Career
Michell taught art until he made his theatre debut in Adelaide in 1947 and he first appeared in London in 1951. He has starred in several musicals, including the first London production of Man of La Mancha, in which he played the dual role of Miguel de Cervantes and his fictional creation, Don Quixote. (An album set was also made of this performance.) In 1964 he starred as Robert Browning in the musical Robert And Elizabeth, opposite Australian soprano June Bronhill.
Michell has acted with the Shakespeare Memorial Theatre Company, as well as appearing extensively in film and television, notably as King Henry VIII in The Six Wives of Henry VIII in 1970, and as Heathcliff in BBC Television's 1962 adaptation of Wuthering Heights. He was the artistic director of the Chichester Festival Theatre from 1974 to 1977.

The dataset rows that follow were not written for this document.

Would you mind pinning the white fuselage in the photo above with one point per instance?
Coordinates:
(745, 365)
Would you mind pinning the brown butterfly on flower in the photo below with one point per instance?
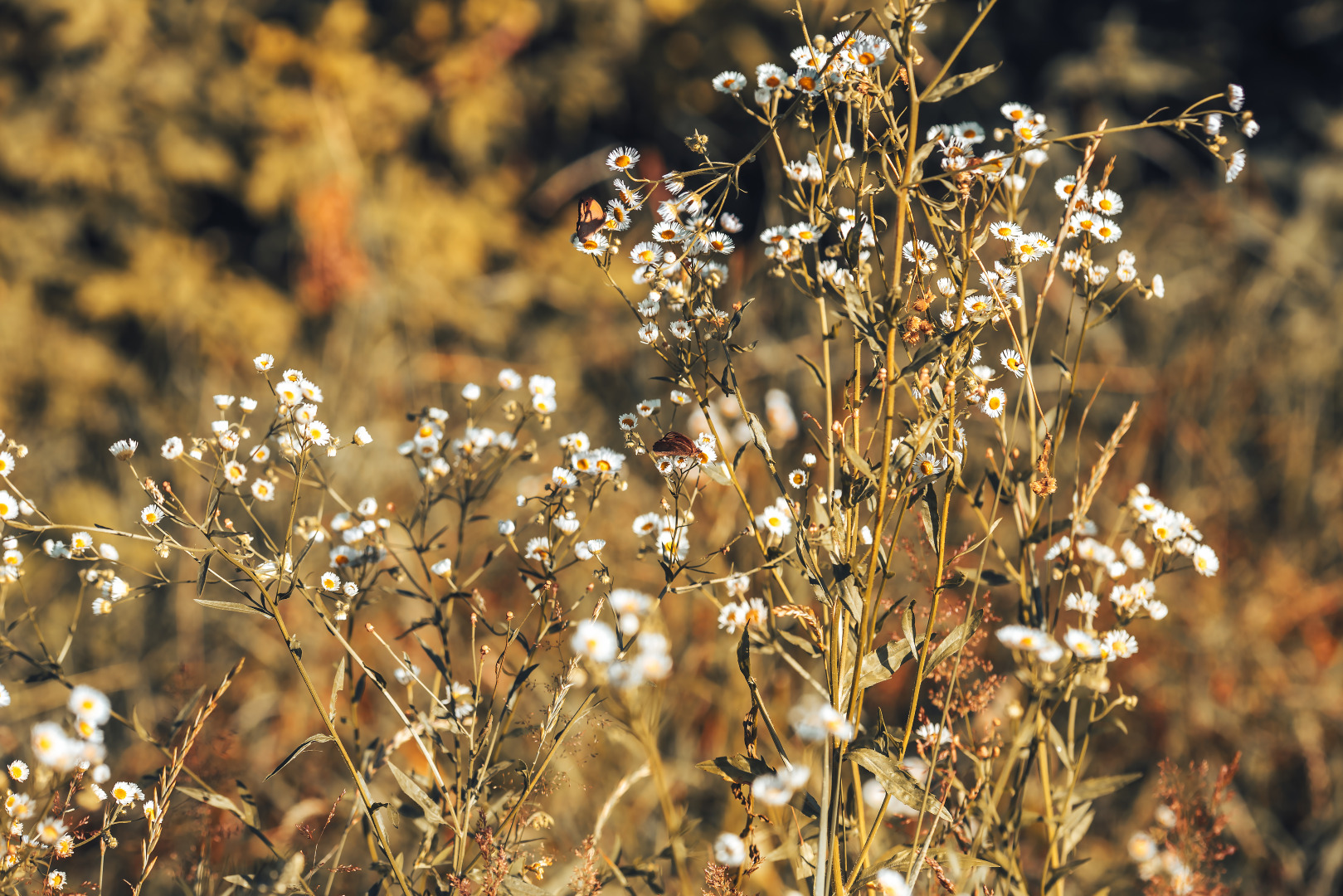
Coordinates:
(674, 445)
(591, 217)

On American television, Michell has made appearances on the mystery series Murder, She Wrote, playing Dennis Stanton, a former jewel thief turned insurance claims investigator who always solved his cases with unusual methods and sent a copy of the story to his friend Jessica Fletcher afterwards.
As well as acting, Michell pursues other interests: he wrote the musical Pete McGynty and the Dreamtime, an Australian rendering of Henrik Ibsen's Peer Gynt, the performance of which used Michell's own paintings as backdrops; he is a painter and has illustrated a limited edition run of William Shakespeare's sonnets, for which he also did the calligraphy; and he has written and illustrated a number of macrobiotic cookbooks. Michell himself is a proponent of the macrobiotic diet and philosophy.
Michell was also the illustrator of Captain Beaky, a collection of Jeremy Lloyd's poems. The Captain Beaky character enjoyed success in the UK in the early 1980s, among both children and adults. The song "Captain Beaky" peaked at #5 in the UK Singles Chart in 1980.